I took him to school for orientation myself this morning. He's at the age where I don't even put the van in park, just stopping long enough for him to gather his things and be on his way. It wasn't that long ago that I had to walk him into the building an hand him off directly to an adult. It seems like only yesterday that I worried about him running away while no one was looking, and here we are, getting dropped off at the curb.

He really has grown into capabilities far beyond what they projected for him when he was first diagnosed with autism. They told me he may not speak at all, nothing beyond movie quotes or sound bites from his favorite TV shows. They told me he may always be behind his peers academically, being so far behind socially that he was rendered incapable of catching up. They told me he would live with me forever (which may still be true, though it seems less likely), because he would never be able to function as an adult. They were so, so wrong.

Not only has he continued to exceed the limitations they put on him, he has THRIVED well beyond them in ways never expected. For example, his knack for visualizing things in space has led him to take electives in 3-D drawing and video production. So much for the idea he would never be able to hold a "real" job!

Still, the one area where it shows how much he still has to do, how much room he still has to grow, lies in his social relationships with others--typical for folks on the spectrum. Today, after he got out of the van, he walked toward a group of four students waiting outside. No one else was there yet. Just the five of them. The other four were all comparing their schedules to see if they shared any classes. Timmy walked toward them then veered left, walking around them in a circle. After a hesitation, he walked over to the edge of their circle and waited. I drove away hoping they would be kind to him, my weird kid who wants nothing more than to belong.

As the school fell out of view, I realized I think I can relate to how he may be feeling. I remember being a weird kid trying to fit into groups of my peers, to be included, to be part of the team, even friends. I remember what it felt like to walk up to people I didn't know or didn't know well with that hopeful grin hiding my fear of rejection. I remember how it hurt when I didn't make the right move, say the right thing, or know the inside jokes they shared, when I didn't understand why they were laughing. Timmy must be feeling something similar, though I am sure I will never understand the scale of it.

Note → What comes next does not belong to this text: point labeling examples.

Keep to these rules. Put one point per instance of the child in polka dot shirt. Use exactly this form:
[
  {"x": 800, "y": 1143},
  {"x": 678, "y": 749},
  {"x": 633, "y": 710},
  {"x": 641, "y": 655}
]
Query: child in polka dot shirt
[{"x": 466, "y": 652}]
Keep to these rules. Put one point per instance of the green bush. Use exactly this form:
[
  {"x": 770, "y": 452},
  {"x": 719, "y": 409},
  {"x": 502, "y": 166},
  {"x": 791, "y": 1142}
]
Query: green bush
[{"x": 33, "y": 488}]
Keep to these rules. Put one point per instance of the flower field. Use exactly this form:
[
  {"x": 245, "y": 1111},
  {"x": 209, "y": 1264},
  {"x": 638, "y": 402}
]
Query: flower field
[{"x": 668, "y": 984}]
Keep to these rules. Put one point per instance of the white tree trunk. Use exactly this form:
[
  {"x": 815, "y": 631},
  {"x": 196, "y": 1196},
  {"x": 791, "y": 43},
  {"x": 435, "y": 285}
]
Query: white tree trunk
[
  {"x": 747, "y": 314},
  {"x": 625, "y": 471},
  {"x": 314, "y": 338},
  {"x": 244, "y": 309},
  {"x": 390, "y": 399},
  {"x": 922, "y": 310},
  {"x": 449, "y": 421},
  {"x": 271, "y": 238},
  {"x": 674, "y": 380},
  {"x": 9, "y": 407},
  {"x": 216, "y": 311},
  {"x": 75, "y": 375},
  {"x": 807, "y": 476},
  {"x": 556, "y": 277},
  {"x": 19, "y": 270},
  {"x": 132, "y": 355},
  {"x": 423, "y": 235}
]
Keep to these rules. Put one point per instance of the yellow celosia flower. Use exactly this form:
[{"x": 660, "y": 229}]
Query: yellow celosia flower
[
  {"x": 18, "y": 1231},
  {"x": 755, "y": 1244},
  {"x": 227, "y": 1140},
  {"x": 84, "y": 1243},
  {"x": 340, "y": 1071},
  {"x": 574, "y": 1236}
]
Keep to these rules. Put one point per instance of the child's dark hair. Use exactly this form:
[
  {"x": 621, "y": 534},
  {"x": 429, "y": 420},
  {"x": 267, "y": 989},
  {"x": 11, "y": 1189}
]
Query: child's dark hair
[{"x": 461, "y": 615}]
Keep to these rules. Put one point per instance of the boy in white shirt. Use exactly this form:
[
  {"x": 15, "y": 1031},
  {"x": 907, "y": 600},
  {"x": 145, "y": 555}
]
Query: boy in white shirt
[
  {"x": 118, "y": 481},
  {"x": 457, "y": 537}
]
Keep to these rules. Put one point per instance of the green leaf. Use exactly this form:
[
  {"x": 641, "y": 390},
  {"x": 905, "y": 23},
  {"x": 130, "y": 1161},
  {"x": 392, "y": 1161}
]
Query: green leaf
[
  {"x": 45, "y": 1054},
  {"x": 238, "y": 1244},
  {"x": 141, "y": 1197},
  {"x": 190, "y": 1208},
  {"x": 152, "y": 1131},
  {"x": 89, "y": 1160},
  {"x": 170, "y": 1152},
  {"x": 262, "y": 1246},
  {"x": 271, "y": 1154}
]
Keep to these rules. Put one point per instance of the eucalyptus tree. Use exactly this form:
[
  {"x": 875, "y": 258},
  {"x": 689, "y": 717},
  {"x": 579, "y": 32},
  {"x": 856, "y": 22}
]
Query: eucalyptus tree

Timmy is special. Not in the way the education system labels him, but in the way he inspires those who take the time to get to know him. Timmy is one of those shining lights that leaves you more confident and sure things will be alright after you've spent time with him. His perspective is full of optimism, he expresses joy often in everything he does, and above all, he tells you the truth about how he feels when you know how to ask him. He softens the world by being a part of it.

Good luck, Timmy. May you be blessed with friendship, joy, honest laughter, and much, much success.